Im Wesentlichen bleiben die ursprünglichen Vorgaben aus der alten Verwaltungsvorschrift erhalten:

  • Die erforderlichen Sicherheitsvorkehrungen einer Anlage richten sich im Wesentlichen nach den WGKs der in der Anlage gehandhabten Stoffe und Gemische.
  • Es wird zwischen drei Wassergefährdungsklassen unterschieden:
    • WGK 1: schwach wassergefährdend
    • WGK 2: deutlich wassergefährdend (der Zusatz „deutlich“ ist neu)
    • WGK 3: stark wassergefährdend

  • Verantwortlich für die Einstufung ist in erster Linie der Betreiber der Anlage. Oft dokumentiert aber auch schon der Hersteller, Importeur oder Lieferant die Einstufung von Stoffen und Gemischen im Sicherheitsdatenblatt.
  • Die WGK-Einstufung von Stoffen muss mit einem Formblatt an das Umweltbundesamt (UBA) gemeldet werden. Dies gilt jedoch nur, falls diese nicht schon in der UBA-Datenbank „Rigoletto“ , die bereits Einstufungen für über 10.000 Stoffe enthält, veröffentlicht ist. Außerdem gibt es Gruppeneinstufungen zu bestimmten Gemischen z. B. zu Polymerdispersionen oder Farbmittelzubereitungen. Die in Rigoletto veröffentlichten Einstufungen bleiben weiterhin gültig.
  • Stoffe, die nicht in der Datenbank aufgeführt sind, sind automatisch WGK 3. Auch hier ist keine Meldung an das UBA erforderlich.
  • Liegen dem Unternehmen neue Erkenntnisse vor, die zu einer Änderung der veröffentlichten WGK führen (z. B. durch eine geänderte Einstufung nach der CLP-Verordnung), muss er dies dem UBA unverzüglich schriftlich mitteilen.
  • Bevor Unternehmen einen Stoff selbst in eine WGK einstufen, sollten sie in dieser Datenbank nachschauen, ob der Stoff nicht bereits eingestuft ist.
  • Die Einstufung von Gemischen erfolgt wie bisher auch aus den WGKs der Einzelstoffe nach der vorgegebenen Mischungsregel. Sie muss intern im Unternehmen dokumentiert, aktuell gehalten und auf Anfrage von Behörden vorgelegt werden. Außerdem ist nach wie vor eine Einstufung durch Tests am Gemisch möglich.
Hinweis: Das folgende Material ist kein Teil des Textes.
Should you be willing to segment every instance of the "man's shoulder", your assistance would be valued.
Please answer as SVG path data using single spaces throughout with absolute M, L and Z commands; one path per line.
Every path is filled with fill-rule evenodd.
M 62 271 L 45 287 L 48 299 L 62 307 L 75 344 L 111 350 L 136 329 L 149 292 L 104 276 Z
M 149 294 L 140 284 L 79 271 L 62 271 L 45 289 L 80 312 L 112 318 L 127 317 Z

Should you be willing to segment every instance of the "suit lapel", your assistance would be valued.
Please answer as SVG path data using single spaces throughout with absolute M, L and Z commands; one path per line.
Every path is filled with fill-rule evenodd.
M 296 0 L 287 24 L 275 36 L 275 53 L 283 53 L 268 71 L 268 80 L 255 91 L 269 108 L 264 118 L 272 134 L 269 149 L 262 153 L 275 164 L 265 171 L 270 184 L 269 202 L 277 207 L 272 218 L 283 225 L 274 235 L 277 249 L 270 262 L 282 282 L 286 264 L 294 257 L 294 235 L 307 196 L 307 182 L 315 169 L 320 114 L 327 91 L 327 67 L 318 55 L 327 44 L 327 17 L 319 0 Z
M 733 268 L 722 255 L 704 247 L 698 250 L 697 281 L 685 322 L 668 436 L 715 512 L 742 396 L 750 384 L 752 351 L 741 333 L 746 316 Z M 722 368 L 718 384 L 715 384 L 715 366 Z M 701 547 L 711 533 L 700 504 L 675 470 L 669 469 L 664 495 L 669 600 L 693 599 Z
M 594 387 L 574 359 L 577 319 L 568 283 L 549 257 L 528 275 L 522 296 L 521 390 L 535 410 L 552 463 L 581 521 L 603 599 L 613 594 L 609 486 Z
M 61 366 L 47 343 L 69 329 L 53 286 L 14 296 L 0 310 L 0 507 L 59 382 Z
Folgende wichtige Neuerungen gibt es unter anderem:

  • Grundlage zur Einstufung von Stoffen sind zukünftig nicht mehr die R-Sätze aus der alten, nicht mehr gültigen Stoffrichtlinie 67/548/EWG, sondern die Einstufung in H-Sätze nach der neuen CLP-Verordnung EG Nr. 1272/2008. Die AwSV enthält eine Tabelle mit H-Sätzen, die zur WGK-Einstufung berücksichtigt werden müssen. Wie bisher auch, sind bei der WGK-Berechnung bestimmte Vorgabewerte zu berücksichtigen, falls ein Stoff nicht in bestimmte H-Sätze eingestuft wurde, weil entsprechende toxikologische Prüfungen fehlen.
  • Falls ein Stoff aufgrund seiner besonderen akut oder chronisch stark wassergefährdenden Eigenschaften im Rahmen der CLP-Verordnung ein M-Faktor erhalten hat, muss dieser zukünftig bei der WGK-Einstufung von Gemischen im Rahmen der Anwendung der Mischungsregel berücksichtigt werden.
  • Die AwSV definiert einige Stoffe und Gemische, wie z. B. bestimmte Abfälle oder aufschwimmende Flüssigkeiten, die nicht in WGKs eingestuft werden, sondern die in der Regel zukünftig als „allgemein wassergefährdend“ gelten.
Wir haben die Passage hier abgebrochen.